The annular eclipse, a phenomenon in which the moon blocks out most of the sun, leaving a ring of light around its circumference, was last observed in Japan in 1987, but only in Okinawa Prefecture.
This is the first time in 932 years--since the Heian period (794-1192)--that an annular eclipse has been observed in wide areas of the country.
Although it was mostly cloudy Monday due to the influence of a weather front to the south of the Japanese archipelago, a huge number of people, including groups and tours organised to observe the eclipse, were enthralled whenever they were able to glimpse the ring of light through breaks in the clouds.
The eclipse began in southern China, and gradually moved east. People in Tokyo were able to view the full annular eclipse for about five minutes from 7:31am.
About 200 people, including company workers heading for work, were seen stopping to gaze up at the sky in front of JR Shimbashi Station in Tokyo.

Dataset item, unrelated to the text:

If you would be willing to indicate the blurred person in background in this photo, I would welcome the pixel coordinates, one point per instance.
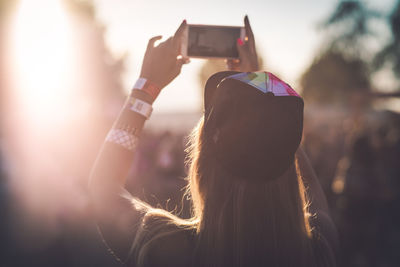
(250, 206)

Company employee Takao Sato, 59, of Moriya, Ibaraki Prefecture, said he was unable to buy a pair of special glasses to observe the annular solar eclipse, although he checked at six convenience stores and other shops.
Sato was finally able to view the eclipse by borrowing three different types of glasses from people around him. "I was able to enjoy various images of the eclipse. I feel like I'll be able to do a good job today," he said.
Those outside the main viewing areas were able to enjoy a partial eclipse Monday, with up to 84 per cent of the sun eclipsed by the moon in Sapporo and up to 93 per cent in Sendai.
Another annular solar eclipse will be observed in Japan in June 2030, but only in Hokkaido.
Japan will have to wait until 2312 to observe an annular eclipse over wide areas of the country.